“Ja venim de berenar,
hem jugat a la tarara,
‘mos’ hem begut tot lo vi
i hem trencat la catalana”
Hacía más de cincuenta años que no pasaba los días de la Pascua Florida en mi tierra y he de reconocer que todo me ha resultado extraño por insulso. En mis mocedades esperábamos los tres días de Pascua con ilusión y emoción contenida. Días antes, desde el Domingo de Ramos, se iban perfilando las cuadrillas para las meriendas procurando quedar emparejados aunque sólo fuera provisionalmente. Los días de luto obligado de la Semana Santa dejaban paso a la alegría del Sábado de Gloria, y a las 10 en punto el campanero lanzaba las campanas a rebato anunciando la Resurrección, la chiquillería recorríamos las calles del pueblo atronando con los cohetes y de las casas salían las madres con la “post” sobre la cabeza en dirección al horno para hornear las monas de Pascua.
El Primer Día de Pascua (actual Domingo de Resurrección) por la tarde el pueblo se quedaba desierto: todos estábamos en las eras y atarazanas de los alrededores provistos de un “saquet” (los chicos) y un capazo de palma decorado con vivos colores (las chicas). Entre las viandas no podía faltar una lechuga y unas cebolletas, un envoltorio de papel de estraza con sal y una botellita de aceite de oliva, ni las longanizas pascueras largamente oreadas colgando en la cocina desde al menos quince días antes. Ni, desde luego, la mona, el “panou”, esa oronda delicia de masa dulzona coronada por un huevo duro y adornada con clara de huevo montada.

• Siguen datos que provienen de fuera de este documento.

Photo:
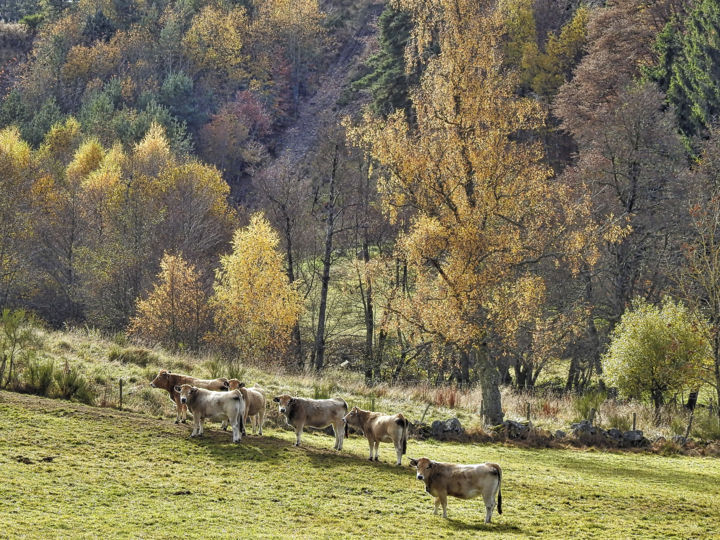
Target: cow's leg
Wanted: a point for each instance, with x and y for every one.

Al atardecer, después de merendar y bailar infatigablemente todo el repertorio de canciones de corro, volvíamos al pueblo y las casas se iban tragando a sus habitantes buscando el ansiado reposo para poder continuar la fiesta los tres días preceptivos.
Hoy las eras y atarazanas son polígonos industriales, y cada vez quedamos menos nostálgicos de aquellos tiempos. Mis sobrinos pequeños me miraban con extrañeza mientras les contaba estas cosas, fastidiados por tener que desatender esas extrañas maquinitas con pantalla a las que están pegados constantemente.
Y he venido solo a sentarme bajo la higuera y comerme mi mona de Pascua y a rumiar que hay vivencias que no se pueden compartir… Ni falta que hace, añado.